In the charity and not-for-profit sector, 30% say they intend to leave; in social care, the figure is 29%. Among those working in business and management consulting, including HR and recruitment, one in four (25%) are planning to move on.

Taken together, the data suggests a labour market defined less by dramatic walkouts than by a steady erosion of attachment. Employees are not necessarily storming out in anger. Many are simply drifting towards better pay, clearer progression and the basic human need to feel valued.

RETENTION MATTERS

In a labour market where 24% of employees say they are planning to move jobs this year, retention is no longer a “nice to have”. Losing high performers is expensive, disruptive and demoralising. It drains institutional knowledge, unsettles teams and hands competitive advantage to rivals.

Top performers are rarely the loudest about their dissatisfaction – but they are often the most mobile. When they leave, they tend to do so decisively. Losing top performers is costly and destabilising. Beyond recruitment fees and onboarding time, organisations lose expertise, institutional knowledge and trusted relationships that cannot be quickly replaced. High performers often carry disproportionate value, meaning their departure hits harder than headcount alone suggests.

Their exit can also unsettle teams, prompting others to reassess their own future and increasing the risk of further turnover. At the same time, competitors may gain the very talent – and insight – you have lost. Over time, repeated departures weaken succession plans and leadership pipelines, forcing employers into expensive external hiring cycles. In short, retention is not just an HR issue; it is a strategic imperative.

RETAINING TOP PERFORMERS

Here are a few tips on how employers can retain their top performers.

1. Audit and address pay gaps

  • Benchmark roles against market rates.
  • Identify compression issues (where newer hires earn similar to long-serving staff).
  • Be transparent about pay philosophy and timelines for improvement.
    Even where immediate increases aren’t possible, honesty builds trust.

2. Make recognition habitual, not occasional

  • Train managers to give specific, timely praise.
  • Build recognition into team rituals (weekly wins, peer shout-outs).
  • Offer small but meaningful rewards – flexibility, development budgets, visible appreciation.
    Recognition should be frequent, consistent and genuine.
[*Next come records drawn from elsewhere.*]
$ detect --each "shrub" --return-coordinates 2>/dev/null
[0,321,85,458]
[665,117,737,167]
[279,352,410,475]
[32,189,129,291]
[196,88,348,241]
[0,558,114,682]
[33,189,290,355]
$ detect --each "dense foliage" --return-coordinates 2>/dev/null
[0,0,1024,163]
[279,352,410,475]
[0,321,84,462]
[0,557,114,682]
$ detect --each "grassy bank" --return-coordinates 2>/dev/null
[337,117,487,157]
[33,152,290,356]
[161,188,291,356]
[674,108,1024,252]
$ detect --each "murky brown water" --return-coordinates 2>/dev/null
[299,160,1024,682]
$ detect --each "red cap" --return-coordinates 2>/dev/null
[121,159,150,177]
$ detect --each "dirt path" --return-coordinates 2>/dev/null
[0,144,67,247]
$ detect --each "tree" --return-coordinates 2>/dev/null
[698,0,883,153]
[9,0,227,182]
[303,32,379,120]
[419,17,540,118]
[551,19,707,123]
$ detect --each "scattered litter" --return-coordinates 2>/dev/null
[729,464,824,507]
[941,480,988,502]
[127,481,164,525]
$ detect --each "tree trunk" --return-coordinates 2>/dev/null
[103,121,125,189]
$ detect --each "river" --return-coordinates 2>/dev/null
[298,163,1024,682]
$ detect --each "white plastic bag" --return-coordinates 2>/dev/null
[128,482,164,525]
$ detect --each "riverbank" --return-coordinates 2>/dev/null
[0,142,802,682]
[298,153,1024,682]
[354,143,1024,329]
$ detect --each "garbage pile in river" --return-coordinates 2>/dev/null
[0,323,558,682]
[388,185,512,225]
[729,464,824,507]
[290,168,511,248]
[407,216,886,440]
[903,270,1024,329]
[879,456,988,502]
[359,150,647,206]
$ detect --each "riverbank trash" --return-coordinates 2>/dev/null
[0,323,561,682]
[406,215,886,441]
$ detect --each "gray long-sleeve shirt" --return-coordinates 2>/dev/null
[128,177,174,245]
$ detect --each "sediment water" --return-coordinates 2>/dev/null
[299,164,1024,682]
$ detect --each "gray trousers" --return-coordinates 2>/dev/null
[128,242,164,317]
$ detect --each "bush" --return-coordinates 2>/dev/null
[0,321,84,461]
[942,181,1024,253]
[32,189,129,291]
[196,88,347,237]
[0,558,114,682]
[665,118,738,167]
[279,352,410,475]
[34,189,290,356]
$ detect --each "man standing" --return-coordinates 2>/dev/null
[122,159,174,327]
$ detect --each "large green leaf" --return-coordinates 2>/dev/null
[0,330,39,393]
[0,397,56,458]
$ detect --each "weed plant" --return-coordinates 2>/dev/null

3. Create visible career pathways

  • Map out progression routes clearly.
  • Hold structured career conversations at least twice a year.
  • Offer stretch assignments and cross-functional exposure.
    Top performers leave when they can’t see their next step.

4. Invest in development

  • Fund professional qualifications and certifications.
  • Provide mentoring and coaching.
  • Encourage skill diversification, not just vertical promotion.
    Growth signals belief in potential.

5. Strengthen line management

Poor management is a recurring driver of exits.

  • Train managers in feedback, workload planning and inclusive leadership.
  • Hold leaders accountable for engagement and retention metrics.
    People often leave managers, not companies.

6. Protect wellbeing and workload

High performers are frequently overburdened.

  • Monitor workload equity.
  • Normalise boundaries and recovery time.
  • Address burnout before it drives resignation.

7. Offer flexibility with intention

Hybrid and remote options remain powerful retention tools.
Where flexibility is possible, clarity and fairness in policy matter more than blanket mandates.

THE BOTTOM LINE

Retention is rooted in getting the basics right: fair pay, genuine recognition and credible growth opportunities. Top performers want to feel stretched, valued and rewarded – not taken for granted.

In a year when a quarter of employees are eyeing the exit, organisations that double down on retention won’t just reduce churn. They will quietly outpace competitors still scrambling to replace the talent they failed to keep.